Le 23 novembre, Clément dit sa première messe pontificale. Mais ces fêtes religieuses dissimulaient mal un grand fond de haines réciproques. La messe fut suivie d’un dîner, après lequel une rixe s’éleva entre les gens du pape et ceux des cardinaux; on en vint aux mains; un autre des frères du pape fut tué dans la bataille. Tout cela était de mauvais augure. Les esprits chagrins prétendirent voir dans ces accidens le châtiment d’une élection faite contre l’ordre de Dieu.


II.

C’est à Lyon qu’eurent lieu, en réalité, entre le pape et le roi, ces entretiens politiques que la légende a placés dans nous ne savons quelle abbaye déserte du côté de Saint-Jean-d’Angély.

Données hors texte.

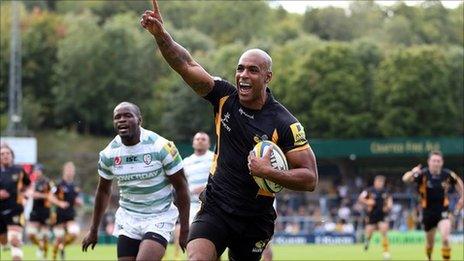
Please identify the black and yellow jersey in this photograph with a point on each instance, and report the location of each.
(14, 180)
(380, 196)
(238, 130)
(433, 189)
(68, 192)
(42, 185)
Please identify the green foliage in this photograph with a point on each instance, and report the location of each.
(99, 67)
(343, 73)
(413, 85)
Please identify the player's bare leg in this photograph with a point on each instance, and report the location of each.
(176, 241)
(430, 241)
(444, 226)
(34, 235)
(150, 250)
(367, 236)
(14, 236)
(383, 228)
(60, 233)
(201, 249)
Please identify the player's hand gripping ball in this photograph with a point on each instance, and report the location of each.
(278, 161)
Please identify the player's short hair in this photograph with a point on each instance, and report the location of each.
(5, 145)
(435, 152)
(136, 108)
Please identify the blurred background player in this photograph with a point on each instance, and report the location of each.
(433, 184)
(196, 168)
(13, 184)
(66, 228)
(149, 170)
(39, 221)
(378, 203)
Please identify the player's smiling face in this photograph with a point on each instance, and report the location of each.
(6, 157)
(126, 123)
(435, 163)
(252, 77)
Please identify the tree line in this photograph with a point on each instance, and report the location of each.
(368, 71)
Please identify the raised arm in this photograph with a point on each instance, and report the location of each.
(408, 177)
(177, 56)
(303, 176)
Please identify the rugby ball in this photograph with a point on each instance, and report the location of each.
(278, 161)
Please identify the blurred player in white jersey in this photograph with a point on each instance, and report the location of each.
(196, 167)
(147, 168)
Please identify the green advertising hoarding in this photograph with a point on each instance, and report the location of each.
(388, 147)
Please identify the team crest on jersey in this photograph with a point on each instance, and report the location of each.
(259, 246)
(299, 135)
(117, 160)
(147, 158)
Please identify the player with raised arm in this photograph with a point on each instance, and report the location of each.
(235, 213)
(433, 183)
(147, 167)
(13, 185)
(378, 203)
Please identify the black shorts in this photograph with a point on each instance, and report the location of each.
(374, 218)
(431, 218)
(40, 216)
(60, 219)
(10, 218)
(246, 237)
(3, 225)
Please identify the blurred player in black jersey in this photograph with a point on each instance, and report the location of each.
(39, 221)
(13, 184)
(378, 203)
(433, 183)
(235, 213)
(66, 228)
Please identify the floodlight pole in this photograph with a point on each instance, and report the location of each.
(15, 92)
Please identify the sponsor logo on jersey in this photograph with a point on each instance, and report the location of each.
(225, 120)
(147, 158)
(243, 113)
(259, 247)
(117, 160)
(299, 135)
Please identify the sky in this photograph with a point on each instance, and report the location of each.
(300, 6)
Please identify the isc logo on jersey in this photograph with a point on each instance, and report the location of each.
(278, 161)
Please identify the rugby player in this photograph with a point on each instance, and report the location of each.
(66, 229)
(433, 183)
(13, 184)
(196, 168)
(378, 203)
(235, 213)
(38, 226)
(147, 167)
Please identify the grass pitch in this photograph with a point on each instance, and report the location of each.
(281, 252)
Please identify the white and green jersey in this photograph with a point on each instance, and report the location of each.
(141, 171)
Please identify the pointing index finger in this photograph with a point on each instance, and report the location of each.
(155, 5)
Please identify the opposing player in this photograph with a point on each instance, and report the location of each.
(433, 183)
(196, 168)
(39, 222)
(235, 213)
(66, 228)
(13, 184)
(378, 203)
(147, 167)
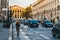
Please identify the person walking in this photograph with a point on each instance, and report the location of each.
(17, 27)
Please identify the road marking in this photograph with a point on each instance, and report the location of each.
(44, 36)
(10, 35)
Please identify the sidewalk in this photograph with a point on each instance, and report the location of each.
(4, 32)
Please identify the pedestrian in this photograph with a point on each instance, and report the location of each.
(17, 27)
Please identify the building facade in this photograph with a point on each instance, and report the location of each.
(16, 11)
(3, 11)
(48, 9)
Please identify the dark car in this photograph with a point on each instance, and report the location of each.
(33, 23)
(26, 22)
(21, 21)
(6, 24)
(47, 23)
(56, 29)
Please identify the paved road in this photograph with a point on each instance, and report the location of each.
(27, 33)
(4, 32)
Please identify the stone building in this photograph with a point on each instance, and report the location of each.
(16, 11)
(3, 13)
(48, 9)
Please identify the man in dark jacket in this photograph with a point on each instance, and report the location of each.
(17, 27)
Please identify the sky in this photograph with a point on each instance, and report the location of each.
(22, 3)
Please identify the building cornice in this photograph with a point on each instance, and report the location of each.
(37, 3)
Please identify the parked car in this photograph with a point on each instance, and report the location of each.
(26, 22)
(21, 21)
(47, 23)
(6, 24)
(56, 29)
(33, 23)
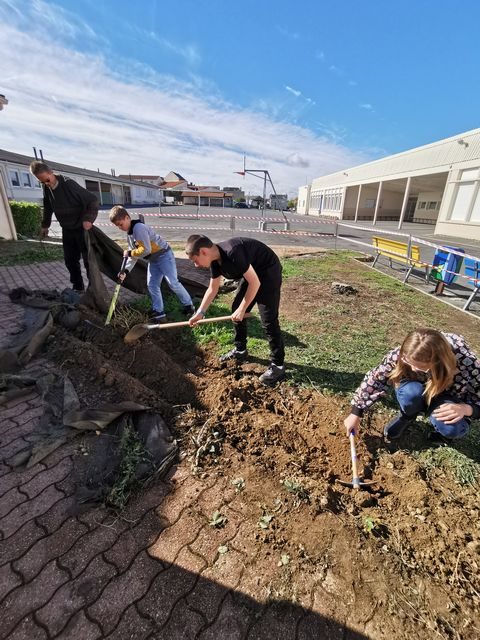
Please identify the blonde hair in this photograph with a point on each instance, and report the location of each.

Le roi aimait de grands projets, et il était entretenu dans ces idées par ses confidens. La reprise des croisades était le prétexte qu’il se plaisait à mettre en avant afin de couvrir ses vues d’ambition personnelle d’un semblant de zèle pour l’intérêt général de l’église. Le roi de France, devenant chef de la guerre sainte, centralisait en sa main toutes les forces de la chrétienté, les revenus ecclésiastiques surtout. Les ordres militaires supprimés, leurs richesses étaient mises à la disposition du chef des croisés. Celui-ci se trouvait constitué arbitre de l’Europe, juge de tous les différends qui retardaient l’action commune de la catholicité. L’empire, tel que Charlemagne l’avait créé, était en réalité transféré à la France. L’empire grec lui-même tombait dans les mains de la maison capétienne et lui assurait la domination universelle.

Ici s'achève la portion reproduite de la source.